U.S. District Judge David S. Cercone allowed the deposition last year, but on Thursday ruled that because the case had been dismissed, Geary no longer could depose Goodwin.
Goodwin’s no-go deposition is the latest in an already twisted and confusing case in which decisions in civil and criminal proceedings are on appeal.
In 1986, Munchinski, 55, of Latrobe was convicted of killing James P. Alford and Raymond Gierke at a Bear Rocks chalet in Bullskin Township on Dec. 2, 1977. Munchinski and co-defendant Leon Scaglione were arrested several years after the murders, when Richard Bowen came forward to tell state police that he was a getaway driver for the two. Both Scaglione and Bowen have since died in prison.
Bowen’s statements, specifically an alleged tape recording of the first statement he made to Fayette County prosecutors, are at the center of the case. After hearing testimony from former prosecutors and troopers, Northumberland County Senior Judge Barry F. Feudale ruled in 2004 that prosecutors had to turn the tape over to Geary or Munchinski’s conviction would be vacated and retrial barred. Feudale entered the fray as a visiting judge after county judges removed themselves from the case.
Prosecutors with the state Attorney General’s office have maintained that the tape does not exist and mounted an appeal of Feudale’s ruling.
One of the key witnesses to testify that the tape does exist was Goodwin, a former trooper now in prison for killing his estranged wife’s paramour.

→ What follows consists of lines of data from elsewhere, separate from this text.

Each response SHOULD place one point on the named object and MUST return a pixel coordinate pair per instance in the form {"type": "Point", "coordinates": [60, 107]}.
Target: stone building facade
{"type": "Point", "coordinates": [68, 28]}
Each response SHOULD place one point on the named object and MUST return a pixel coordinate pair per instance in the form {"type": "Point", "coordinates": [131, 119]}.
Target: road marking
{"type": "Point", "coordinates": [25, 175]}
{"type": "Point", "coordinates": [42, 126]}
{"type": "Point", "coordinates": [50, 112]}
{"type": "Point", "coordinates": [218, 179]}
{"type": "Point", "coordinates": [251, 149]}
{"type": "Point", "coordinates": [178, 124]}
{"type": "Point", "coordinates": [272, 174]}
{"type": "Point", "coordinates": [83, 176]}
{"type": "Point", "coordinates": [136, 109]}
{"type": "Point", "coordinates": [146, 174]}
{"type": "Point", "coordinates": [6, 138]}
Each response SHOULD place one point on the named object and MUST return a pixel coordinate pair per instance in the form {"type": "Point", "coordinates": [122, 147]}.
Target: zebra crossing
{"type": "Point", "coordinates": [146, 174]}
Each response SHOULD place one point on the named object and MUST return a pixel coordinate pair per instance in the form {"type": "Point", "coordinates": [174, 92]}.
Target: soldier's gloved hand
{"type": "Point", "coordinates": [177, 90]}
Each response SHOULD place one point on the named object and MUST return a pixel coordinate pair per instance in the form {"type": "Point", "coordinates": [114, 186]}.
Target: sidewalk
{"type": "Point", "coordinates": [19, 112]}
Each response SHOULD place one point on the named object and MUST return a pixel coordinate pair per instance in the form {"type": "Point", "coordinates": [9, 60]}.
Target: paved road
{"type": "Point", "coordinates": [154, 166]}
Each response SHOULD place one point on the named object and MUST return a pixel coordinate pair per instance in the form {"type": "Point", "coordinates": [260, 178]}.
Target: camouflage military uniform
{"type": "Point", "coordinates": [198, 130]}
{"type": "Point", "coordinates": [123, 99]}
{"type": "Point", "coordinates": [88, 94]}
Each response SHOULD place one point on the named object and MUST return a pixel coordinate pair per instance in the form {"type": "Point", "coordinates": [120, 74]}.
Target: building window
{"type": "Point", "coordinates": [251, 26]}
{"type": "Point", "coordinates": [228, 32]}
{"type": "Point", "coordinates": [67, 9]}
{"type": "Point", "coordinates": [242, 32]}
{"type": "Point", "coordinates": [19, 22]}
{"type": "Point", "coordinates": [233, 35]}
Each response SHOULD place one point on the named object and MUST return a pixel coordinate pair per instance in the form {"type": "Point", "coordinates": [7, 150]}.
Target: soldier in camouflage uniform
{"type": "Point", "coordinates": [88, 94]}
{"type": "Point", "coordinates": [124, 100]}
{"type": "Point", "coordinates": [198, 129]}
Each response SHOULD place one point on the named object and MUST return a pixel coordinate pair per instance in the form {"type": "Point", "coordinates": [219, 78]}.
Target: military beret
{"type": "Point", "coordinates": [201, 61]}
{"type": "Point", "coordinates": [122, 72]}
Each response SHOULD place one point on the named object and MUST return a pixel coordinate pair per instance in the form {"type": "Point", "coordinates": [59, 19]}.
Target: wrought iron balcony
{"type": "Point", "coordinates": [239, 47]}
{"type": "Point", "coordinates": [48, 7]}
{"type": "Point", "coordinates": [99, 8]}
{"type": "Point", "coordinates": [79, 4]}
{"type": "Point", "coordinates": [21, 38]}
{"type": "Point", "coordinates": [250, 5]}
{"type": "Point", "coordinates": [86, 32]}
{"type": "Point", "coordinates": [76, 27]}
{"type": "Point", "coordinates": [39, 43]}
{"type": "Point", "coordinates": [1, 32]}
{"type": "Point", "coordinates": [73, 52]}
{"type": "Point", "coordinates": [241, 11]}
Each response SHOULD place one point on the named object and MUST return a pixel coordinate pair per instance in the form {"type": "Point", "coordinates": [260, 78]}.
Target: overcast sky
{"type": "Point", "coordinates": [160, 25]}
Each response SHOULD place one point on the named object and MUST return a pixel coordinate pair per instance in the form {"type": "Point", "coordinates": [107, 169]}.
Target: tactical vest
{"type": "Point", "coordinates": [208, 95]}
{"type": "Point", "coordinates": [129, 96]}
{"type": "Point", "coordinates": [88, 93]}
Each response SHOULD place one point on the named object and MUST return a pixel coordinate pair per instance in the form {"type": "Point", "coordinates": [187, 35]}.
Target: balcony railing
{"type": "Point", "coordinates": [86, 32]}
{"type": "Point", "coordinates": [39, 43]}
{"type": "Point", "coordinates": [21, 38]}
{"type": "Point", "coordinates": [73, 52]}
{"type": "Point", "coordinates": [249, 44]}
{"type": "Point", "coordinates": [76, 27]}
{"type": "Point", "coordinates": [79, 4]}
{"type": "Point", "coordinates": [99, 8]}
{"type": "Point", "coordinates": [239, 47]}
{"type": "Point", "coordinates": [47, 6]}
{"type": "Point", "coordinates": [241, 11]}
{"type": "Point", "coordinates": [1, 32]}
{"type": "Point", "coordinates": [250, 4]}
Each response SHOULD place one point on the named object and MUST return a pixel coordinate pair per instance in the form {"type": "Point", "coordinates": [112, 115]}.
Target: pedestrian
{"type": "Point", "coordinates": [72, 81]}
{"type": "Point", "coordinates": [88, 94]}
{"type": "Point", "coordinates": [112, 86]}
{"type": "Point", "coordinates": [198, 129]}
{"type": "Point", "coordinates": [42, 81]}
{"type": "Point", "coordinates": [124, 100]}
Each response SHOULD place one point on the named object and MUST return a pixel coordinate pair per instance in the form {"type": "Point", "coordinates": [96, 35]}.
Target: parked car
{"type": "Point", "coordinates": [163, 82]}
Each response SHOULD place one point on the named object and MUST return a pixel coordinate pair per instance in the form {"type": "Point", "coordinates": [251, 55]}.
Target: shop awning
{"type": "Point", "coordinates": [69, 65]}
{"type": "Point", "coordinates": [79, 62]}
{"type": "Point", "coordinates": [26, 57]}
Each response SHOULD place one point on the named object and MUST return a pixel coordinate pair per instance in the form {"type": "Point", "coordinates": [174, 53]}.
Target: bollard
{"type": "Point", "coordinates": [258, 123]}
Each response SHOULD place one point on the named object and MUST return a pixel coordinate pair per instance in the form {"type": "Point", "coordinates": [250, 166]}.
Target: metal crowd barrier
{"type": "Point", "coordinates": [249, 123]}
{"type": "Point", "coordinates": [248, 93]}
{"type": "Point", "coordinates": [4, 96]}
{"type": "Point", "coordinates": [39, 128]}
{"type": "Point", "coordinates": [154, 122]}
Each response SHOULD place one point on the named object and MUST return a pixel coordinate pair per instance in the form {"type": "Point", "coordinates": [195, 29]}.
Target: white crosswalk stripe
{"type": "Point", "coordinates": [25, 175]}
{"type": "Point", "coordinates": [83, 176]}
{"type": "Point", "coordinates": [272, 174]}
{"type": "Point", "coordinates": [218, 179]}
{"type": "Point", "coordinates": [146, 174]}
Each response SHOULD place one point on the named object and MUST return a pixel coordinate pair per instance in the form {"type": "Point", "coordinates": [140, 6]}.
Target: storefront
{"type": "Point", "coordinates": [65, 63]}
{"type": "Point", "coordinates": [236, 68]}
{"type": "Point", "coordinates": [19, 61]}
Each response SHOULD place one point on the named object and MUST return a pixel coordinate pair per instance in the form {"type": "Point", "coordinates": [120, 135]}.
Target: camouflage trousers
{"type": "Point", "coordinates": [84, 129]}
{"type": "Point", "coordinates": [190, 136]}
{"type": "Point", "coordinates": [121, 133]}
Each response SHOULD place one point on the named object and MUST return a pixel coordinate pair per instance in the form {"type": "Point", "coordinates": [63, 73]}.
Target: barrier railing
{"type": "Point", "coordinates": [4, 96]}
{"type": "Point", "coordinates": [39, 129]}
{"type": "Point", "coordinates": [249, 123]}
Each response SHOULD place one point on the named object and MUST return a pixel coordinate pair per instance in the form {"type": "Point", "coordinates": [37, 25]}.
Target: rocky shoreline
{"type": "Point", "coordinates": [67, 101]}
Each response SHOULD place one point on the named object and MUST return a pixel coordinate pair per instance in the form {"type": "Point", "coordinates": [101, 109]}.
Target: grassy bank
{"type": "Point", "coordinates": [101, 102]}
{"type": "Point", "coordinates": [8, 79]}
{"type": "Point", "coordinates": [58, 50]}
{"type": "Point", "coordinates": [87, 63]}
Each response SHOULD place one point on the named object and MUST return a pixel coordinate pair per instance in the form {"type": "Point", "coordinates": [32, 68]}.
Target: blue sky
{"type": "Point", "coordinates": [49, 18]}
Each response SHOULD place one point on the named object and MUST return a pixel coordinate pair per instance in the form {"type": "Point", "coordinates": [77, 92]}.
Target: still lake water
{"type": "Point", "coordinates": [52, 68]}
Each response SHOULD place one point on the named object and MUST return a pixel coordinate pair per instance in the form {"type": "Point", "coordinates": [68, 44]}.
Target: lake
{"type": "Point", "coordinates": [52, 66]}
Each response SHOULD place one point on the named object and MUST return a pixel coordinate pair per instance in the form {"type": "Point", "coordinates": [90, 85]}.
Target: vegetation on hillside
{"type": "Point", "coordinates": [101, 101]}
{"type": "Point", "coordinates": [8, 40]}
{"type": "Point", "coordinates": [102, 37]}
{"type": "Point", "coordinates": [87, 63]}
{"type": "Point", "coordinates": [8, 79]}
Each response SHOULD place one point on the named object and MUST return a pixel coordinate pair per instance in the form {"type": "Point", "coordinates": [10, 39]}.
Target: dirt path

Relying in part on Goodwin’s testimony, Feudale vacated Munchinski’s conviction, prompting a civil suit in 2005 that alleged intentional prosecutorial misconduct had violated Munchinski’s rights.
In February 2006, Geary asked Cercone to allow him to take Goodwin’s deposition in the civil case because Goodwin was gravely ill. Cercone granted the request, but before the deposition was taken, he dismissed the civil case as prematurely filed when an appellate court reinstated Munchinski’s criminal conviction.
Both Cercone’s decision and the reinstatement of the conviction now are on appeal.
Geary, meanwhile, scheduled Goodwin’s deposition, but civil lawyers representing the county and those sued objected because Cercone had dismissed the case.
That objection prompted Cercone to overturn his earlier ruling, and on Thursday, he entered an order precluding Geary from taking Goodwin’s deposition.
Goodwin, according to court papers, is currently in the skilled care unit of the State Correctional Institution at Laurel Highlands, where he is monitored 24 hours a day.